His family became aware of the work that Cardiac Risk In The Young (CRY) were doing to better understand and support families affected. One of CRY’s key elements is to provide cardiac screening sessions for people aged 14-35 to help identify early symptoms to reduce the 12 who die every week in the UK with so much of their lives unfulfilled. Many are athletes, from across all sports, whose physical exertion levels are potentially stressing their conditions more than those who are more sedentary.

Based on evidence from abroad, CRY believe that 90% of these fatalities could be avoided if routine screening of the population was undertaken and they continue to lobby government for this. However, as an interim, they provide mobile screening teams around the UK, mainly through memorial funds.

It was this that kicked off the family’s target of raising £18,500, in memory of Rich, to fund a screening at each of his three community clubs. The target was met before the end of 2018 and screenings were duly held in 2019.

Unfortunately, this decision coincided with the Covid pandemic with hundreds of CRY screenings postponed and a corresponding backlog to eventually recover. Also, in common with many charities, CRY faced an existential funding impact that meant they emerged from the pandemic with less screening capacity than before it. This meant a more than two-year delay before screening sessions resumed.

Havant had the first of these on the 1st October and the other two clubs have theirs booked in December and May respectively. Each screening can accommodate 100 young people, who get an ECG, an ultrasound Echocardiogram (if deemed necessary) and a consultation with a cardiologist to review the results and medical/family history. Most will be given a green light, but some may be referred to their GPs for a follow up, or for more extensive tests.
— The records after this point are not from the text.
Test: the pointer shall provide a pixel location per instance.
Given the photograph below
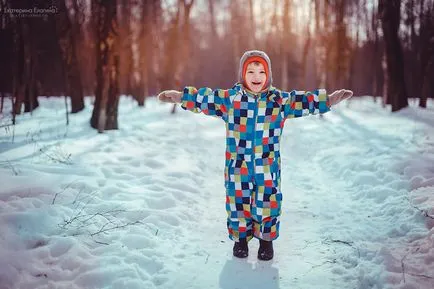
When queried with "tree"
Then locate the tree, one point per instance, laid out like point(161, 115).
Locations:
point(68, 46)
point(104, 115)
point(390, 13)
Including the clubs’ contributions, Richard’s CRY fund has now reached over £65,000 – almost 500 people have been screened and it has also made a considerable donation to CRY core funding to keep research and support going through the pandemic.

Gordon said: “If we can prevent one or two families experiencing what we have had to go through it will be worthwhile. In the absence of a national screening programme I’d encourage other clubs to consider running screening sessions, maybe in conjunction with other local clubs.”